View Full Version : mencoder: 1/2 pass quality
juicemansam
24th February 2003, 08:52
OK, when I encode with 1 pass it looks a lot better than 2 pass. I haven't read everything there is to know about the technical details regarding image compression in video. But here is the command entered is, changing the pass number, and creating 2 files for comparison:
mencoder -lameopts cbr:br=128:mode=1 -oac mp3lame -ovc xvid -xvidencopts pass=1:bitrate=900 kareoke.vob -vop scale=352:240 -o kareoke.avi
The 1 pass video, is clearly better looking, even though it is larger. I suspect that it might be a compressed at 900kbps CBR. The video is clear and has little or no visible artifacts around moving objects.
The 2 pass video, is smaller, and I suspect that it might be compressed at 900kbps VBR. But the video is slightly more grainy, and has very visible artifacts around moving objects.
Shouldn't a multi-pass compression look close to or better than single-pass compression (at least I think that the first pass is to analyse the file and determine the best compression for the second pass). Or at what bitrate does one work better than the other.
Thanks.
Manao
24th February 2003, 10:29
What's the difference in size between the 1-pass and the 2-passes results ? What is the length of the movie ? Is it the whole movie which is better in CBR than VBR, or only certain parts ?
If there is a significant difference between the size, then yes, it is normal than the CBR ( which is in fact ABR, average bitrate with XviD ) looks better than 2-passes.
BTW, you should try to use these settings for xvid parameters :
-xvidencopt:bitrate=900:me_quality=6
It will slow down the encoding, but it will increase the quality ( in 1 and 2-passes mode ). With these settings, you increase the calculations XviD make to compute the motion estimation. You could also try : 4mv, but I don't know which xvid's setting this one is ( perhaps chroma motion :confused: )

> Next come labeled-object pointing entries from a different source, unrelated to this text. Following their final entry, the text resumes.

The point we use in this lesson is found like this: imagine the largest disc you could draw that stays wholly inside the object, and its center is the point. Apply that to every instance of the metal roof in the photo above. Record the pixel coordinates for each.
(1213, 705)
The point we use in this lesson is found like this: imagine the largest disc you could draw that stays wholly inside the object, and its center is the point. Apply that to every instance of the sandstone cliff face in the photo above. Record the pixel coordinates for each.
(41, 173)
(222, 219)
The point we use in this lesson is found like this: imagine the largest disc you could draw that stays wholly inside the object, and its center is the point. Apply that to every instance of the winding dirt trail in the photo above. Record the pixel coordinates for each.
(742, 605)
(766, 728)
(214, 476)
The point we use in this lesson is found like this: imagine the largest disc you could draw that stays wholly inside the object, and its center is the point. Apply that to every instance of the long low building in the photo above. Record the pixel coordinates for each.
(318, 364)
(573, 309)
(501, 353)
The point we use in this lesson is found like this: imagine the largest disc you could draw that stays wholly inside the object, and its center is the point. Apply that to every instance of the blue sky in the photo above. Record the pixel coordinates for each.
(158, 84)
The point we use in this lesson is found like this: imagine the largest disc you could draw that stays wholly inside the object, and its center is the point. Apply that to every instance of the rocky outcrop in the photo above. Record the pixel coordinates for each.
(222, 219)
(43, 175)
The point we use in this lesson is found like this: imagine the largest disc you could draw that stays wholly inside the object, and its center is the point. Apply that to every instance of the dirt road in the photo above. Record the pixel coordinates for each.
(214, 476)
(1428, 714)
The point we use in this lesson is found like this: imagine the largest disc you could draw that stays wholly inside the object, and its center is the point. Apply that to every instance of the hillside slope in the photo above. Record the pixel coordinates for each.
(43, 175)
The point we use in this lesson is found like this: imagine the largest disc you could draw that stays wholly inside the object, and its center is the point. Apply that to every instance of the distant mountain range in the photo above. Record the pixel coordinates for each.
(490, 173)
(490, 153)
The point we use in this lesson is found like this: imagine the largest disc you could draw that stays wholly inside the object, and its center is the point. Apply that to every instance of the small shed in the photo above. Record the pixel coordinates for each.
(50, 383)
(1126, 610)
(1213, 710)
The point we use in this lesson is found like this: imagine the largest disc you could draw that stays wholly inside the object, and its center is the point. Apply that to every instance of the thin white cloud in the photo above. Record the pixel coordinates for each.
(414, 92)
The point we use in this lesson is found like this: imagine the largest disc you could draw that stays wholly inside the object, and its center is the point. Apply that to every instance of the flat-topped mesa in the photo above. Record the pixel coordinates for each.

A last question : How did you make your first pass in 2-passes mode ? I don't see in the man mplayer how it passes informations from the first to the second pass, perhaps the problem is here.
TactX
24th February 2003, 14:21
The first pass is done with a constant quantizer (2) not with CBR, and not ABR. Therefore the first pass AVI is much bigger than the second pass AVI but also looking better.
The second pass is done using the information from the logfile "divx2pass.log" in your encoding dir to match the desired bitrate (900 kbit/s in your case).
btw, I noticed that you're doing the mp3 encoding in both passes. You only need to do audio in the 2nd pass. Don't waste CPU time :D
foomonger
24th November 2005, 15:59
The only reason to use two-pass is to hit some target size. In these days of DVD burners, network players, and giant hard drives, really, it's just silly.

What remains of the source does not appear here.